Fitting because lately these two words are being heard with increasing regularity, often in headlines such as “Combat Loneliness with Social Prescribing Says Theresa May” (Guardian, Oct 2018), and the NHS’s own well-publicised pledge to recruit 1,000 key workers to support GPs through social prescribing. But I wonder how many people truly understand what social prescribing is all about?

Year of wellbeing blogger JackieUntil the day I began volunteering as an administrator for a social prescribing project called ConnectWELL, I had no idea myself. All I knew was that, after battling and for the most part overcoming a major illness, I was looking for two quite basic things - to help people and to work in an office again. It took a few minutes to grasp the concept when it was explained to me, but then it all just seemed so obvious, it baffled me why social prescribing hadn’t evolved earlier.

"What does your organisation do?" is a question I’ve answered many times since I became Wellbeing Co-ordinator for ConnectWELL in April 2018. Cue confused frowns when I say "social prescribing!" So what is it? And how does it work?

The King’s Fund, an independent think tank in England, describes its purpose simply:


“Social prescribing enables GPs, nurses and other primary care professionals to refer people to a range of local, non-clinical services.”


NHS England give this explanation of how social prescribing works:


“Social prescribing involves helping patients to improve their health, wellbeing and social welfare by connecting them to community services which might be run by the council or a local charity. For example, signposting people who have been diagnosed with dementia to local dementia support groups.”


I think these descriptions cover social prescribing quite well in that if offers patients more than medicine alone, and whilst it doesn’t always replace more traditional resources, often it can (or certainly complement them).
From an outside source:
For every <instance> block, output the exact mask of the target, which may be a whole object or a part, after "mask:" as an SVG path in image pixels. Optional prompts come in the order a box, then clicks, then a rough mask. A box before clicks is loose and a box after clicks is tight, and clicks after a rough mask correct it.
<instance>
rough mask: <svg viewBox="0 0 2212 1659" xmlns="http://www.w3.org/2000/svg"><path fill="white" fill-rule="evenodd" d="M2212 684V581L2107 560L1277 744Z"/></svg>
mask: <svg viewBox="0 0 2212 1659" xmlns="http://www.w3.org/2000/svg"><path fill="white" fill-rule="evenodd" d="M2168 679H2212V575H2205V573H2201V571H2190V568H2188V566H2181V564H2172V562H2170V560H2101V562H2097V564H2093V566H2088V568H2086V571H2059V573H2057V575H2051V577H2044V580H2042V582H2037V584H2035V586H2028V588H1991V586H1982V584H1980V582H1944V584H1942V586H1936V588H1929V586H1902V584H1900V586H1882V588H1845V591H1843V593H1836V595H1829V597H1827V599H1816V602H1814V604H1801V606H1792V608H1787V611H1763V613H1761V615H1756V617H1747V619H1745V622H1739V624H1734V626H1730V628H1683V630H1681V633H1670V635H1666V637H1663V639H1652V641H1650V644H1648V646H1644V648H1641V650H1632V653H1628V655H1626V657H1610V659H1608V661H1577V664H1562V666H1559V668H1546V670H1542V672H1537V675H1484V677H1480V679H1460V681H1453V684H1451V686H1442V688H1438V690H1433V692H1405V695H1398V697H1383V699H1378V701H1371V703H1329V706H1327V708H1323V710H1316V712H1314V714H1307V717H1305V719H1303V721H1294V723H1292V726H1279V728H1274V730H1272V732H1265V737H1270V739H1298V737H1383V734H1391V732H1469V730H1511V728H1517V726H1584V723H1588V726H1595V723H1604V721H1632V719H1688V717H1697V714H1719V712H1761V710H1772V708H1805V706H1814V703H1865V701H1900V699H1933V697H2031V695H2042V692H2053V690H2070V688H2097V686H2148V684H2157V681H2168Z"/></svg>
And it is not just for those suffering social isolation; it can be central in helping manage many long term conditions.

However, I think it’s sometimes as important to realise what social prescribing is not, as like with many new initiatives, it’s often misconstrued.

Social prescribing is not is a one-size fits all answer to a set of people with similar problems. It’s not a day centre, a support group or any number of well-meaning and often very beneficial projects - none of these in isolation fit the description, though they can all play their part.

It is also not a pre-judged course of action decided from a patient’s notes before they’ve even come through the door.

True social prescribing is as individual as the people it supports. It’s skilful and empathetic, enabling the understanding to seek the right support or activity for every person and to assist them to access the help they need.

How it all works in practice varies, I am sure, from organisation to organisation, but from my own experience at ConnectWELL, successful social prescribing comes down to the efforts of a small but dedicated team of employees and volunteers. Our volunteers fill roles as wide as their experience and skill sets - some choose to be administrators (collating up-to-date information about thousands of voluntary sector activities), while others opt to be involved in publicity. Our volunteer navigators offer face to face or telephone appointments, carefully listening to ascertain clients’ needs and wants in order to signpost them appropriately. Our health buddy volunteers are there for those who need a little extra support and will accompany them to their chosen activities for the first few sessions, encouraging them to engage once there, whilst simultaneously pulling back the level of support they offer. Their goal is for the client to independently access the activities of their choice by the end of the agreed number of sessions.

Social prescribing may still be in its infancy (although ConnectWELL has been involved in social prescribing since 2014), but with an estimated 50% of GP appointments not directly related to medical conditions and growing evidence showing that referrals to community services can boost health and wellbeing more than dishing out pills or other treatments, there seems little doubt it is set to continue and grow.

For me, I love being part of something that works so well, to see the change that social prescribing brings to people, and I hope that in a year’s time, on Social Prescribing Day 2020, these two words will be as familiar to everyone as a medical prescription is.


About the author

Jackie Skipp is the Wellbeing Co-ordinator for ConnectWELL.

She has been employed by the organisation since April 2018; prior to this, she volunteered for ConnectWELL as an admin volunteer, and has volunteered for most of her life in many roles, predominantly for animal charities. Jackie has always lived in Rugby and although she harbours a deep yen to live near the sea, is worried she would miss Rugby too much. Her loves in life include family, live music and swimming, particularly outdoor swims.